Une erreur grave d’interprétation de la loi a été faite par le parquet de Moroni pour avoir envoyé des militaires qui n’étaient pas compétents légalement pour procéder à l’arrestation de monsieur Achmet Said Mohamed pour des faits de terrorisme.
- Sur la détention et audition illégales
La loi sur la lutte contre le terrorisme ou son financement et à la répression du blanchiment d’argent prévoit des officiers de police judiciaire du Pôle Judiciaire, spécialisé pour s’occuper des affaires de terrorisme. Ce corps d’officiers de police judiciaire n’est pas créé par le législateur comorien.
Dans le cas d’espèce, la détention et l’audition de monsieur Achmet Said Mohamed sont illégales et arbitraires. Les conséquences juridiques sont importantes en ce sens que tous les procès-verbaux de l’arrestation, d’audition ainsi que toutes les pièces subséquentes de la procédure pourraient ne pas être exploitées judiciairement.

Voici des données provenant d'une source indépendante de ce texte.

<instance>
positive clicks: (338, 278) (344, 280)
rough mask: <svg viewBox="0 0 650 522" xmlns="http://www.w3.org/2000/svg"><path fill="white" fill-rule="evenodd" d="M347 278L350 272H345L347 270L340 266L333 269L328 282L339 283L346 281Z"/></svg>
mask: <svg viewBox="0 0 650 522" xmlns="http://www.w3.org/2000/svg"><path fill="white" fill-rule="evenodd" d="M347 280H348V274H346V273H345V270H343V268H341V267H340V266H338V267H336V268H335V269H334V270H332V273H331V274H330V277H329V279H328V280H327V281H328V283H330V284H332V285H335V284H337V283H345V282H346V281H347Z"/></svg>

Le juge d’instruction saisi ultérieurement à cette fin doit les annuler.
Ces quelques questions de droit de la procédure peuvent paraître anodines, voire insignifiantes pour certains, au regard surtout de l’audio accablant attribué à Monsieur Achmet Said Mohamed et qui circule dans les réseaux sociaux. Mais l’application du droit, c’est d’abord et avant tout, le respect scrupuleux de la procédure, et ce, en toutes matières, avant d’évoquer la matérialité des faits reprochés à la personne mise en cause.
La confiance en la justice tant réclamée par le Premier Président de la Cour Suprême, Cheik Said Salim Athoumane, sera une réalité un jour peut-être dans notre pays si les principes élémentaires de la procédure sont respectés et si la Cour Suprême assume pleinement son rôle de fonction régulatrice des décisions rendues par les juridictions inférieures.
Mais la condition préalable qui permettrait de lutter contre la méfiance des citoyens vis-à-vis de la justice passe par le respect absolu du principe de la séparation des pouvoirs entre l’exécutif et l’autorité judiciaire. Les magistrats comoriens doivent tourner le dos aux relations de copinage avec les hommes politiques de ce pays, car nous sommes convaincus qu’ils ne sont pas tous corrompus, comme l’a laissé entendre le chef des renseignements de l’Union des Comoriens.